Of course, we were taught all of the tactics employed during WWII, which the drill sergeants assured us would do us no good in Vietnam, but what’s new with that? Soldiers do not question why; there’s is but to do and die.

I mention this simply because I have earned the right to speak about my country’s status, without being lambasted by individuals who have not paid their dues. By paying their dues, I mean that they have not donated a two-year chunk of their lives, with an additional four years of having a dagger hanging over one’s head. 

This dagger came in the form of inactive duty, with the caveat being that until a total six years was up, I was subject to the whim of the US Government. If that’s six years more than you have logged in, then the best you can do in contesting what I am saying, is to state your piece and withdraw.

I respect all opinions, of course, and would never think less of someone for disagreeing with me. I simply will not expend the energy to argue my point if we are not on the same plane. You are welcome to have and state your opinion, and I am welcome to state mine.

Here’s my rant:

Succinctly, the third definition of the word “treason” at Dictionary.com is the betrayal of a trust or confidence, breach of faith, or treachery. I posted a classic face/book blurb yesterday which stated, “I hereby nominate Dick Cheney and Halliburton to pay the unemployment benefits of the 285,000 veterans that the GOP has turned their (sic) backs on, from the 39.5 billion dollars the company made from the Iraq War.”

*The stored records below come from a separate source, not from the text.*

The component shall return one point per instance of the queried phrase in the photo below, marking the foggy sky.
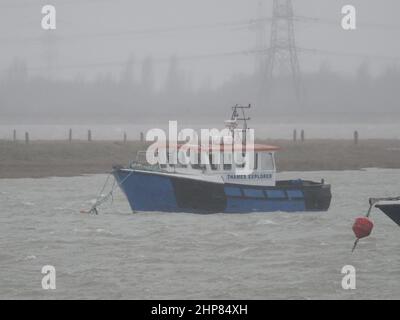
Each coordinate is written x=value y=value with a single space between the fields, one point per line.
x=108 y=32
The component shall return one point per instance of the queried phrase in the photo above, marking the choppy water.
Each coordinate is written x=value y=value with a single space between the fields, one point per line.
x=118 y=254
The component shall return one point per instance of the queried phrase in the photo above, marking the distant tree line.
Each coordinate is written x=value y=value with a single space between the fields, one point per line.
x=125 y=99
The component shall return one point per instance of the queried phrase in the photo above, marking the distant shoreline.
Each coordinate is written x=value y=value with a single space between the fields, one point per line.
x=41 y=159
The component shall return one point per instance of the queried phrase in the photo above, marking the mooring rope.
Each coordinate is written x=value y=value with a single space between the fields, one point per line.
x=100 y=199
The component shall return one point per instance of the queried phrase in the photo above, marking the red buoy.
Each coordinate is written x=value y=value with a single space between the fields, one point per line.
x=362 y=227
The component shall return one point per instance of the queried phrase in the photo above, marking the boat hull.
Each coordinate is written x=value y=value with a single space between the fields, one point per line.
x=154 y=191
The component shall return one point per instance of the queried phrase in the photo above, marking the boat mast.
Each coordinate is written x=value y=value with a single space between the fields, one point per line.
x=235 y=116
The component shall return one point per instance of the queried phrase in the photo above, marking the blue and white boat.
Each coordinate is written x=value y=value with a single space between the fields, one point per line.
x=218 y=188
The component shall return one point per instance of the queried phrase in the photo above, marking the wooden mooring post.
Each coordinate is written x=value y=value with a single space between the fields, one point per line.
x=89 y=135
x=355 y=137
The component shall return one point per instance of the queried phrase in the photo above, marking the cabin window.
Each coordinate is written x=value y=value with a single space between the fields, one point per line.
x=227 y=161
x=266 y=161
x=213 y=164
x=243 y=164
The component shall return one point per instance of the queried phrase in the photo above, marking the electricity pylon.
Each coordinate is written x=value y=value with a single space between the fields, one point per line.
x=282 y=52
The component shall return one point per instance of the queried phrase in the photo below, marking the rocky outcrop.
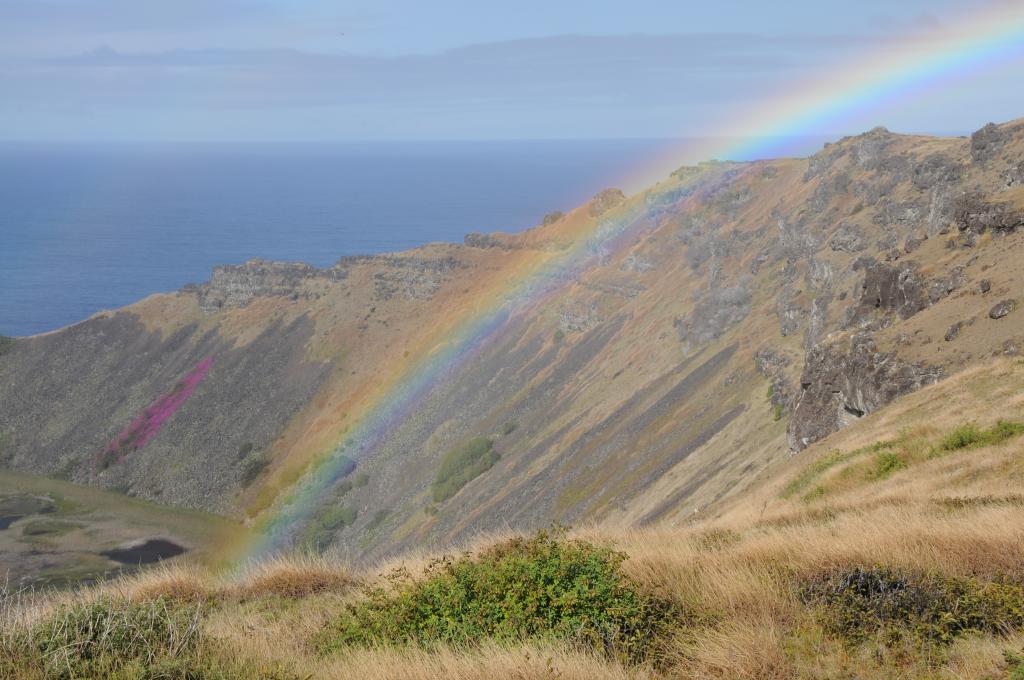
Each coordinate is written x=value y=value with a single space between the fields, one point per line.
x=846 y=381
x=848 y=239
x=720 y=309
x=989 y=141
x=605 y=201
x=974 y=214
x=1001 y=308
x=772 y=364
x=888 y=290
x=476 y=240
x=408 y=278
x=637 y=263
x=237 y=285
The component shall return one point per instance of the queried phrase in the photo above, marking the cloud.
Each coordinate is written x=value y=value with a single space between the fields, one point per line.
x=558 y=86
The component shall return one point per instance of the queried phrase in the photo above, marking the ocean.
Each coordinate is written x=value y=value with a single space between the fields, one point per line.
x=88 y=227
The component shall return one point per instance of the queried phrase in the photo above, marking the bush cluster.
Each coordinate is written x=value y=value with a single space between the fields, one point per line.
x=462 y=465
x=542 y=587
x=972 y=436
x=861 y=602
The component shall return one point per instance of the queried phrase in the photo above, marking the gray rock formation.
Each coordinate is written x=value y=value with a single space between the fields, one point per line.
x=720 y=309
x=1003 y=308
x=887 y=290
x=848 y=239
x=237 y=285
x=974 y=214
x=846 y=381
x=605 y=201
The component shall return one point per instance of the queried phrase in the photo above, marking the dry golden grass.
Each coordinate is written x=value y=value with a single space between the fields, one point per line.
x=957 y=514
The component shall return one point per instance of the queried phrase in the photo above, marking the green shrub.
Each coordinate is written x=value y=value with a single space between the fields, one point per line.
x=538 y=588
x=972 y=436
x=926 y=608
x=886 y=463
x=320 y=533
x=1015 y=665
x=462 y=465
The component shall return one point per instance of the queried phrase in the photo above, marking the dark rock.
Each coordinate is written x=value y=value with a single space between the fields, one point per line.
x=790 y=313
x=553 y=217
x=974 y=214
x=1003 y=308
x=841 y=384
x=818 y=320
x=888 y=290
x=476 y=240
x=940 y=288
x=578 y=319
x=637 y=263
x=717 y=312
x=848 y=239
x=237 y=285
x=913 y=243
x=988 y=141
x=936 y=169
x=772 y=364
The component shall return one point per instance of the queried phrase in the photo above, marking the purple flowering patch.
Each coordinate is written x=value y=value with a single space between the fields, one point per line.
x=143 y=428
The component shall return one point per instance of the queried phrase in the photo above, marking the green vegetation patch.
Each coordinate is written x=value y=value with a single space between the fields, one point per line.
x=971 y=436
x=462 y=465
x=44 y=527
x=886 y=463
x=538 y=588
x=320 y=534
x=895 y=606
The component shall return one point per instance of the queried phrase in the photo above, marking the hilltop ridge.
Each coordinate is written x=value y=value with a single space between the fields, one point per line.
x=712 y=325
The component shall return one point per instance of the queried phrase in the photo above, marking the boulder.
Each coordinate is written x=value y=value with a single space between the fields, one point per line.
x=1001 y=308
x=843 y=382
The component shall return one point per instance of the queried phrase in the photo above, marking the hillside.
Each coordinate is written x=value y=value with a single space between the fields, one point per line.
x=894 y=549
x=702 y=331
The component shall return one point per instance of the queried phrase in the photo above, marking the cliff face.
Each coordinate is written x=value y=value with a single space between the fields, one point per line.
x=724 y=317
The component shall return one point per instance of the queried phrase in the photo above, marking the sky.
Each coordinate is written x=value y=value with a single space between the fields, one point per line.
x=312 y=71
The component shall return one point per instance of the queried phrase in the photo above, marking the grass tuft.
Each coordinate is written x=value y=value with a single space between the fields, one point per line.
x=971 y=435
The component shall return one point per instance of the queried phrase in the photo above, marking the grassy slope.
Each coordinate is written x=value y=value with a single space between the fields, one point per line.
x=91 y=520
x=955 y=513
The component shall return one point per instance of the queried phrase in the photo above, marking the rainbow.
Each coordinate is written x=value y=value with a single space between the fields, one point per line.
x=987 y=37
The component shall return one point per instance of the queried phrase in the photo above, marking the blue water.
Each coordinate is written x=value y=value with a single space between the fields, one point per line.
x=85 y=228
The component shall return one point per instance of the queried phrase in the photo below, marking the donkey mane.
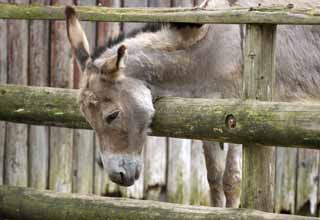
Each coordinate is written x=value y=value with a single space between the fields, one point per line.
x=147 y=28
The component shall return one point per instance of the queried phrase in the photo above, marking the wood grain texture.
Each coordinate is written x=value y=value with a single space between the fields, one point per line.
x=135 y=191
x=232 y=176
x=155 y=167
x=39 y=76
x=155 y=158
x=200 y=191
x=179 y=171
x=234 y=15
x=179 y=158
x=307 y=182
x=3 y=80
x=61 y=139
x=16 y=153
x=83 y=144
x=286 y=175
x=63 y=206
x=102 y=184
x=258 y=177
x=215 y=162
x=264 y=123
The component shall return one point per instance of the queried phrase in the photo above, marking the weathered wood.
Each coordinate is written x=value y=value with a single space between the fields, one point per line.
x=155 y=167
x=235 y=15
x=307 y=182
x=232 y=176
x=3 y=80
x=61 y=139
x=135 y=191
x=24 y=203
x=83 y=144
x=107 y=30
x=102 y=184
x=215 y=163
x=155 y=158
x=200 y=191
x=179 y=158
x=179 y=171
x=258 y=176
x=265 y=123
x=39 y=76
x=285 y=191
x=16 y=153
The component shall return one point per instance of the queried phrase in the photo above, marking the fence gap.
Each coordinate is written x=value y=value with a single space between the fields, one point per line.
x=258 y=178
x=61 y=139
x=38 y=76
x=3 y=80
x=16 y=156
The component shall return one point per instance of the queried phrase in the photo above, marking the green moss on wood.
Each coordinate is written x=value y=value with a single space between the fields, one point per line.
x=238 y=15
x=24 y=203
x=264 y=123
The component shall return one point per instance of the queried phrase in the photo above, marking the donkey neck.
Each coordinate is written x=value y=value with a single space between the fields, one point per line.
x=163 y=60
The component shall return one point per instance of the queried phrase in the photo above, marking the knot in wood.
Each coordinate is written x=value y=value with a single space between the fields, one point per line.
x=231 y=122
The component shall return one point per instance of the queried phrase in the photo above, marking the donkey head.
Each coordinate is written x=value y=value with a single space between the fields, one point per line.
x=119 y=108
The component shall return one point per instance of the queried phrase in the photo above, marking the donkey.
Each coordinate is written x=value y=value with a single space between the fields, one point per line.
x=120 y=83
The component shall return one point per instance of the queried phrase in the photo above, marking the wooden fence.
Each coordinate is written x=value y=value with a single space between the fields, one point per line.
x=25 y=161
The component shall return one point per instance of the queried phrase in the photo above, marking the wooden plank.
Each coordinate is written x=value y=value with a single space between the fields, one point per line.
x=61 y=139
x=264 y=123
x=285 y=191
x=83 y=144
x=179 y=158
x=179 y=171
x=155 y=167
x=63 y=206
x=307 y=182
x=39 y=76
x=107 y=30
x=102 y=184
x=232 y=176
x=234 y=15
x=128 y=27
x=155 y=157
x=215 y=156
x=200 y=191
x=258 y=179
x=135 y=191
x=3 y=80
x=16 y=153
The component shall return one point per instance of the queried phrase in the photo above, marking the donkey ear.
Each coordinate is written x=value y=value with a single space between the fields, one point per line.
x=111 y=68
x=77 y=37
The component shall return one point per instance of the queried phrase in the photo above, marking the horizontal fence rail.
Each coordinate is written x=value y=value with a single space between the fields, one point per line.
x=24 y=203
x=224 y=120
x=235 y=15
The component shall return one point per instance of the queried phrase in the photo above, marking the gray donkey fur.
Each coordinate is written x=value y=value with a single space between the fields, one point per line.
x=119 y=86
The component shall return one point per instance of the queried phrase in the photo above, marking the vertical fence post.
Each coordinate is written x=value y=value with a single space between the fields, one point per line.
x=3 y=80
x=258 y=176
x=16 y=152
x=38 y=154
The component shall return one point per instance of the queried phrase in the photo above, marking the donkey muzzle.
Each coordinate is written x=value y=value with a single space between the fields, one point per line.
x=123 y=170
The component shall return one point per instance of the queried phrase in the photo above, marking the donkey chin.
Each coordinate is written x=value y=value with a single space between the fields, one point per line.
x=123 y=169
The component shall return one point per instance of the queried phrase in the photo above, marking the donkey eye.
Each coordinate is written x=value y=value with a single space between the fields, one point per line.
x=112 y=116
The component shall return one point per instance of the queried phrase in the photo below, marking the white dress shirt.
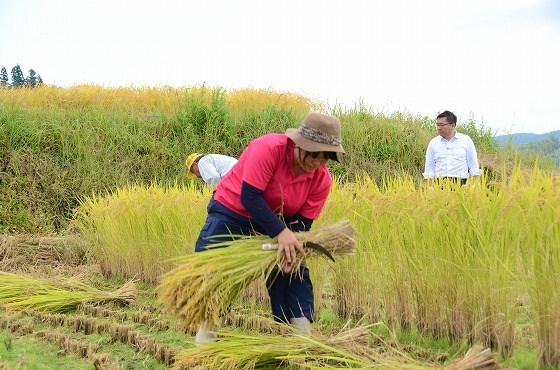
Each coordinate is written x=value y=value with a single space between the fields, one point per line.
x=451 y=158
x=213 y=167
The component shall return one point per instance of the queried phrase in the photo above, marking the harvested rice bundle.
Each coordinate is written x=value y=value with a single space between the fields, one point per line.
x=203 y=286
x=22 y=292
x=236 y=350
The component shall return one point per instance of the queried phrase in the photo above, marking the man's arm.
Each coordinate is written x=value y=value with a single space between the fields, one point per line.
x=208 y=171
x=430 y=163
x=472 y=160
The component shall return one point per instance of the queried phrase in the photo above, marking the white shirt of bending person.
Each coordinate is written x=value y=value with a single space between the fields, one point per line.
x=451 y=158
x=213 y=167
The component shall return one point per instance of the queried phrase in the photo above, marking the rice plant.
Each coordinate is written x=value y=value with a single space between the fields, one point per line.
x=203 y=286
x=20 y=292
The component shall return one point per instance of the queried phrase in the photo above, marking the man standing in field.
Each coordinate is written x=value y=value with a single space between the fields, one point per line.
x=209 y=167
x=451 y=154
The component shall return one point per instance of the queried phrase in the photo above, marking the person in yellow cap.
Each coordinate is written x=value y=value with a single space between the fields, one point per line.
x=209 y=167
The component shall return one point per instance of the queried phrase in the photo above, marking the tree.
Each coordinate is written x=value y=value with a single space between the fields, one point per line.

It was a simple black and white post, with red letters across the bottom imploring those in favor to say, “Aye.” I cannot verify the numbers; I have no idea how many veterans were involved, and how much plunder was racked up in the coffers of the perpetrators, but I know a rat when I smell it, and the stench is deafening.

I am repulsed, I am angry and I am ashamed. I demand that men and women who first donated their time (no draftees, these people), their energy and their lives to a superficial entity such as Halliburton, and then were shunted aside, be compensated out of the profits of this immoral capitalist enterprise.

I demand that those responsible for a scandal so gratuitously self-centered as to defy comprehension ($39.5 billion with a b), be held accountable for their insidious actions. These soulless vessels have betrayed the American public, besmirched our country’s reputation, filled their pockets so full with gold that it can’t be concealed any longer, and then they defiled my brothers and sisters who served as nothing more than lackeys.

Contemporarily speaking, our vets served as Halliburton’s bitches.

I cannot put it any more crudely than that and that is exactly my point. Crudeness begets crudeness, and I have lowered myself to the same level as Dick Cheney because I think to do anything else is to never get his attention. 

People like Cheney do not have the capacity to see anything but the sides of the cavernous cement septic tank in which they dwell. They have no concept of what it means to live outside that impenetrable concrete vault that houses them and their greed. 

The rest of us, the 99% of us, have no concept of what it is like to live in a septic tank and we don’t want to learn.

We just want to see a modicum of accountability for those who violate the principles upon which our country was founded, and who trample over others with impunity.

We want to see Dick Cheney brought to justice.